Statistical analysis of the weights corresponding to the modules of AEC and iCoh showed the networks that were significantly different in the ALS patient group. Namely, weights corresponding to θ‐AEC M1 (p < .001; 1‐β0.05 = .99) and M2 (p < .001; 1‐β0.05 = 1) and γl‐AEC M1 (p < .001; 1‐β0.05 = .97) and M2 (p = .001; 1‐β0.05 = .89) were significantly higher in ALS patients. Conversely, weights corresponding to δ‐iCoh M1 (p < .001; 1‐β0.05 = .9) and M2 (p = .014; 1‐β0.05 = .65) and β‐iCoh M1 (p < .001; 1‐β0.05 = .99) were significantly lower in ALS patients.
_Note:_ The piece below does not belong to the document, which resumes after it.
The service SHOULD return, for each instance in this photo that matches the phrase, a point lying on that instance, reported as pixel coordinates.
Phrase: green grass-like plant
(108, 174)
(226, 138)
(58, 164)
In all cases, the statistical significance and statistical power of the connectivity modules were estimated using a bootstrapping method and controlled for false positives with an aFDR set to 5%. Figure 5 points to the increased or decreased activity of each network in ALS, where all the network connections in a module were pooled, normalised to the range between 0 and 1, and then each network was multiplied with the sign of the AUC value (centred around zero). The AUC value for each network corresponds to NMF weights of both groups.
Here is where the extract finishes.